Leveraging External Embeddings in Recommender Systems: A Practical Guide

Michael Roizner
3 min readSep 10, 2023

In recommender systems, you frequently encounter situations where you have access to ‘external embeddings.’ These are embeddings trained independent of the task at hand — like using BERT for text or a pretrained neural network applied to images. Users might also bring external information, perhaps from their activities on another service, represented as an embedding. To keep things simple, we’ll consider these embeddings in the context of documents.

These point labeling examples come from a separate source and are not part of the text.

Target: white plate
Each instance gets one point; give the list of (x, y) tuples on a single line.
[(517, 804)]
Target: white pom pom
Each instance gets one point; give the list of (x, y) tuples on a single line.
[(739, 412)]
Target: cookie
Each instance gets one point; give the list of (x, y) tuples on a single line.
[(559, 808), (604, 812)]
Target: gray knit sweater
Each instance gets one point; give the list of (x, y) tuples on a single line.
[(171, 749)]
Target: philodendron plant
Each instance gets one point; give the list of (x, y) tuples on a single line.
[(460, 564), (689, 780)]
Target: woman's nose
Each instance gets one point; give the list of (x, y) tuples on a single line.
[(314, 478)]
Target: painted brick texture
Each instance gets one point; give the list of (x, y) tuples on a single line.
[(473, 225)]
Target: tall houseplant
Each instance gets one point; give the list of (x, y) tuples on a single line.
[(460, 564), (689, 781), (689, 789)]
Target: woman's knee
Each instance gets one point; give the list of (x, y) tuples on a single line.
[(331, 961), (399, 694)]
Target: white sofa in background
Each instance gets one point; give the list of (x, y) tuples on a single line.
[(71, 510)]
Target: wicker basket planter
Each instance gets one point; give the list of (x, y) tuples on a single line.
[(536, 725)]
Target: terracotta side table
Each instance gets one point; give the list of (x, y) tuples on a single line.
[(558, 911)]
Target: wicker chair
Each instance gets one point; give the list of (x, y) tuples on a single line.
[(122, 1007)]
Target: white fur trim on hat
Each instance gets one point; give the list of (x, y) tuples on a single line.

There are three proven techniques to make the most out of these external embeddings:

  1. Simple aggregation,
  2. Training dual embeddings,
  3. Inside a neural network model.


You take the user’s interaction history and aggregate the corresponding document embeddings. The no-brainer approach is to average these out (assuming they’re normalized). Then, use the cosine similarity between this aggregate and the embedding of the document you’re ranking as a feature for your ranking model. For a more advanced approach, you can also aggregate the cosines between the ranked document and the historical ones — like calculating the mean, percentiles (including maximum), or the proportion of cosines above a certain threshold. This way, you can capture how often a user has liked or disliked similar documents. And like when using counters, don’t just average — apply exponential decay.

Dual Embeddings

The next method is training dual embeddings, often termed as a single ‘IALS iteration.’ If you’re new to this, ALS (Alternating Least Squares) is a matrix factorization algorithm that alternates between fixing user and document vectors to optimize the other. IALS (Implicit ALS) adds a twist by considering all user-document pairs with missing interactions as low-weight negatives. One IALS iteration focuses on optimizing a user’s vector to predict the target when multiplied by the fixed external document embeddings. Essentially, this is yet another application of linear models. You can do this independently for each user. The model’s dimensionality equals that of the embeddings. Targets, losses, and weights are the same as in any linear model scenario.

This method typically yields slightly better results than simple aggregation, but it comes at a higher computational cost. The trade-off is similar to what you’d find between standard linear models (without embeddings) and simple counters.

Neural Models

Lastly, you can employ a neural model that takes the user’s history as input. If you don’t have such a model yet, I strongly recommend setting one up — assuming your system’s foundational issues are sorted. User history is converted into embeddings, which are then aggregated (via attention, recurrently, or simple pooling layers). This history can be represented by document descriptions, simple IDs, or a mix. So, you can enrich these descriptions with the external embeddings. You can either use a new model for this or augment an existing one.

This approach is more powerful. In a way, the model itself can calculate different types of aggregation like method 1, or find the optimal vector like method 2, or even do better. These models are worth diving into separately, a topic for future posts.

Which method to use?

In practice, I’d test the utility of external embeddings in this order: 1, 2, 3. Each subsequent method is more complex than the previous (though this depends on how automated and fine-tuned they are in your setup), but potentially offers greater rewards. That said, if the first method doesn’t yield any benefits, it’s unlikely that a more complicated one will.